I often hear bandied about the "fact" that there are $600-700 trillion dollars in derivative contracts that are supposedly going to make the whole economy go boom and have us all selling pencils to each other for a nickel apiece like the stories my grandfather told me about the Great Depression (q.v. last month's history paper.) What's interesting is how they arrive at this figure; whenever an asset is packaged into a derivative, it is booked at its full value each time it is divided. One begins to see where this can be a problem.
Consider an asset worth $1 million (a mortgage on a San Francisco house, let's say.) Now for a rather extreme example, we're going to chop it into a million pieces and package it into as many derivative contracts. What's the book value of the asset in total?
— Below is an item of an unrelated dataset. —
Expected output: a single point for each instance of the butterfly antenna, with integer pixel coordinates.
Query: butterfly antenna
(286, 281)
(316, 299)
If you guessed "$1 on each contract for a total of a million bucks", you're good at math and bad at investment banking. The correct answer is $1 trillion. The original million dollars times a million contracts into which it has been stuffed. Now here's the fun part. Do this enough times with enough assets and you quickly begin to see where $14 trillion (the US gross domestic product) or even better, $60 trillion (the GDP of the entire world) can be inflated into $700 trillion and used by journalists to scare the holy hell out of people. You also begin to see where it is not possible to have real assets valued at $700 trillion to the point where they can somehow crash and require the world to boil stones for soup for half a century to get even.
This in turn provides an interesting thought experiment. If in fact this is the "new math", then how do we teach our children to be prepared for careers in the seven-figure-salary world of finance? We want them to be successful, right? So here's how I propose we rewrite second-grade math textbooks to prepare American schoolchildren to be successful in the new global market. I'll provide the first problem for our hypothetical seven-year-old's homework assignment.
"Johnny has six apples. His teacher told him that he has to share them equally between all of his friends. Kamryn, Kaylynn, DaMarcus, Madysyn, and Emyly all want an apple. How many apples must Johnny give to each of his friends and still have a share for himself?"
Wrong answer: One apple.
Correct answer: 1,296 apples. See, Johnny went to the Chicago Mercantile Exchange and created six derivatives, each with an apple from his original stash. The book value of the original asset on each derivative was six apples and there were six derivatives (6x6=36). Then those derivatives were themselves packaged into equal-sized chunks in secondary-market derivatives trading in New York, and since Johnny was able to find 36 buyers less amount paid to lobbyists so the government would be snowed into thinking this was kosher, he got 36:1 leverage, which is still a safer deal than anything Lehman Brothers had on the market before September 15, 2008. And since the five oddly-named children listed above can't possibly eat that many apples, there's no reason for Johnny to try and cash out those derivatives; after all, the apple market can't possibly go down, can it?
And this, friends, is why you should never, EVER trust a business major. Myself included.